Burma Unveils "Opium Free Zone" 
Posted by ajones -- December 14, 2002
Reprinted from the Bangkok Post
Burmese anti-drug authorities tried to portray a positive image of their country yesterday by presenting the seventh meeting of Thai-Burmese drug officials with their opium-free zone project.
Burmese delegates led by Pol Maj-Gen Khin Yi, secretary-general of the Central Committee on Drug Abuse Control, showed the plan at the meeting in a bid to make their Thai counterparts more understanding about their aim to eradicate opium by 2015.
Burma says it will spend US$150 million with the help of the United Nations to destroy opium plantations in 41 townships, mostly along the Thai-Burmese border in the north.
A source said the delegate explained that the project was divided into three phases of about five years each.
The delegate had not elaborated, but did say the project used a community-based approach to tackle opium cultivation and other drug problems.
However, Thai drug officials wondered whether it would succeed given Burma's internal problems.
Even in Thailand, which has been destroying opium plantations for more than 30 years, cultivation continues along the Thai-Burmese border.
Thai officials would prefer Burma to suppress all drugs, especially methamphetamine and heroin, to make all Asean countries drug-free by 2015.
Chartchai Suthiklom, deputy secretary-general of the Office of the Narcotics Control Board, said the first-day bilateral meeting yesterday focused on exchanging information on suspects who were still at large between the two countries.
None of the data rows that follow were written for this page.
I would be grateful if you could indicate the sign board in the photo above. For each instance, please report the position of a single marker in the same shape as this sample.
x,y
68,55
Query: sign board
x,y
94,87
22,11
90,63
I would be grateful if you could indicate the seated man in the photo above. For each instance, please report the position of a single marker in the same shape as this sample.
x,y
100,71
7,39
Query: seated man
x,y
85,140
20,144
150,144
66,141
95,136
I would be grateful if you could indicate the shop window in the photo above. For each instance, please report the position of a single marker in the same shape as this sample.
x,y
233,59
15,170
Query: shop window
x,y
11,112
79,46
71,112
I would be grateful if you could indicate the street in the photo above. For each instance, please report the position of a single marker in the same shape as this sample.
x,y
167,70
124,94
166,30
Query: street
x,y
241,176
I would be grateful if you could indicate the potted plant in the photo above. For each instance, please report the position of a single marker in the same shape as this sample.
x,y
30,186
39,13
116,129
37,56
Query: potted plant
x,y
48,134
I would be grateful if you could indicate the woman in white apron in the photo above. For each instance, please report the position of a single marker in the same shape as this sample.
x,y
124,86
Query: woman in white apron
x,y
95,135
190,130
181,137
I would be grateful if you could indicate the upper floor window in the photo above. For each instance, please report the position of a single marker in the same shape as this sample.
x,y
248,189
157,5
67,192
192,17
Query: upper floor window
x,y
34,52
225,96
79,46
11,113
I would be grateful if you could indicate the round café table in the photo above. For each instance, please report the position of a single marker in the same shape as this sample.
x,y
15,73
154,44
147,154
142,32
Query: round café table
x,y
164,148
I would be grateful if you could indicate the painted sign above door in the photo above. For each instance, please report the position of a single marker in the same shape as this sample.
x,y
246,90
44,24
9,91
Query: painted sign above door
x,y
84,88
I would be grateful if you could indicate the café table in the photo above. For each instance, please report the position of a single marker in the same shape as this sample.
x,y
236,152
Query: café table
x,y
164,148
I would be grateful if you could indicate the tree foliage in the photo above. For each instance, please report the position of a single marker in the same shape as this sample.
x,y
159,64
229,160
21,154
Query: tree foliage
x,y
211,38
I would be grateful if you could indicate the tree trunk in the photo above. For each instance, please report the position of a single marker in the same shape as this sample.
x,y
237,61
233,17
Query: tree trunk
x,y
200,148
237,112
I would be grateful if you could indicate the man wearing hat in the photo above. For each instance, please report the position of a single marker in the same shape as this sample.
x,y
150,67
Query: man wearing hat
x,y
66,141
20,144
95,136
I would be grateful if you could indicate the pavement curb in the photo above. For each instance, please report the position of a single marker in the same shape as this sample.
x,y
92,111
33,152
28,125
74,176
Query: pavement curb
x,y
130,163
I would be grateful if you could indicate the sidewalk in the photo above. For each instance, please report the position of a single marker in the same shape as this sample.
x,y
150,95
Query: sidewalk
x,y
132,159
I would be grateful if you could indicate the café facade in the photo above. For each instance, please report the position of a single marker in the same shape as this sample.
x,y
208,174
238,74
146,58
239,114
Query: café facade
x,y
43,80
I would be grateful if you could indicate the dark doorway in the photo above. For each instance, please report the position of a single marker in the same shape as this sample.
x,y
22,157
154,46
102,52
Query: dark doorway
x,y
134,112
Thai officials asked their counterparts to help track down drug suspects in five cases who were believed to have escaped from Thailand to Burma.
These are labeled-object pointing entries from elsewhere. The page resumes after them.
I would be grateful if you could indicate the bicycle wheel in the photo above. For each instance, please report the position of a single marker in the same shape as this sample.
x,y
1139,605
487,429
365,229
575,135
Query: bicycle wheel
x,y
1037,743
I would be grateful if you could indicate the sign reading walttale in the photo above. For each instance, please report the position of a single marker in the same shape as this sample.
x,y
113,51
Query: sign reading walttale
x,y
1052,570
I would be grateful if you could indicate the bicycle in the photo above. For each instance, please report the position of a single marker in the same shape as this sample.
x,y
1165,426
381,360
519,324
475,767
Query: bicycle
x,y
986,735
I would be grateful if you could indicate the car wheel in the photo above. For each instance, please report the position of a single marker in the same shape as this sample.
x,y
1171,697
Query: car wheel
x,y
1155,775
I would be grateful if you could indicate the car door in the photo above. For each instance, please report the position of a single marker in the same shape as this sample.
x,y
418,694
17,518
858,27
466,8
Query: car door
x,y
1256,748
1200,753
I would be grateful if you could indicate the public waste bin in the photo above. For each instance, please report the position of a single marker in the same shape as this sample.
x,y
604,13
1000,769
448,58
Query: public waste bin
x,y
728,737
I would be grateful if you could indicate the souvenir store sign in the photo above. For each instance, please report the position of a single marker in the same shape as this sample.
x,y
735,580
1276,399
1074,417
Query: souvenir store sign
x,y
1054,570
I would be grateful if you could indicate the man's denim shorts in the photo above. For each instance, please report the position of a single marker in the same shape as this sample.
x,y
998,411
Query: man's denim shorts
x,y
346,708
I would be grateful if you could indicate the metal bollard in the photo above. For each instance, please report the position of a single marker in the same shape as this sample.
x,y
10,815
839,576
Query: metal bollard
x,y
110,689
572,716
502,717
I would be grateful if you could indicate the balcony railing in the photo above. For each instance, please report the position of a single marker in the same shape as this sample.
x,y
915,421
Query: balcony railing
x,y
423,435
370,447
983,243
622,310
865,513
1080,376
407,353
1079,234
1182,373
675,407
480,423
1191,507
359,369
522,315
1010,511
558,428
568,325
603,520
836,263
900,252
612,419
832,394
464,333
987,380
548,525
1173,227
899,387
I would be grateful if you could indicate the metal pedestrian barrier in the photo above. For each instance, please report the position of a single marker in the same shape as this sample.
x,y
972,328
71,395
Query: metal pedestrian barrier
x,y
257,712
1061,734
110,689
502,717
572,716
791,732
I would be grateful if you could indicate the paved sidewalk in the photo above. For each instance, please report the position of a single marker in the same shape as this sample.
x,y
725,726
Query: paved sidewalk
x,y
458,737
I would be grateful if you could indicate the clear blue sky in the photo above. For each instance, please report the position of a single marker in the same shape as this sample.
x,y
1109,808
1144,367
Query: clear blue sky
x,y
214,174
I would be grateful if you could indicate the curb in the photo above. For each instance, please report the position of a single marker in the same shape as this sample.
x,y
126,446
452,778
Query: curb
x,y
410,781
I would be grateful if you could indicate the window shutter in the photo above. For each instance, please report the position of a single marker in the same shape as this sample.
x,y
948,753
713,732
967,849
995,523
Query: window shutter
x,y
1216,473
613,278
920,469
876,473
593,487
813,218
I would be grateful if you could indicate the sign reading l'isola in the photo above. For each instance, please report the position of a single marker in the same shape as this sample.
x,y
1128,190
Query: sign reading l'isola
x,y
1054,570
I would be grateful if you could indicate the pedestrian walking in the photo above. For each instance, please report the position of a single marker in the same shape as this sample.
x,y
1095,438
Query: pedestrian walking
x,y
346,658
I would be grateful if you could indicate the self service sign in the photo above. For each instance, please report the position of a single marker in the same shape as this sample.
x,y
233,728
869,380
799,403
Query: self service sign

He said the two sides also agreed to strengthen cooperation between Burmese officials at Myawaddy coordinating office and Thai officials at Mae Sot coordinating centre.
Many drug suspects were arrested in the past years due to cooperation between the Mae Sai and Tachilek offices.
Burma, which has a coordinating office in Kawthaung, also asked Thailand to set up another office in Ranong. Thai officials said they were considering it because they were aware many traffickers had changed their traditional routes from the North to the West of Thailand in the past few years.
It is predicted there will be an increase in opium cultivation in Thailand next year due to a bigger heroin demand.
The Northern Narcotics Control Office recently conducted a survey of opium plantations which showed that cultivation would expand to 8,000 rai from this year's 7,800 rai.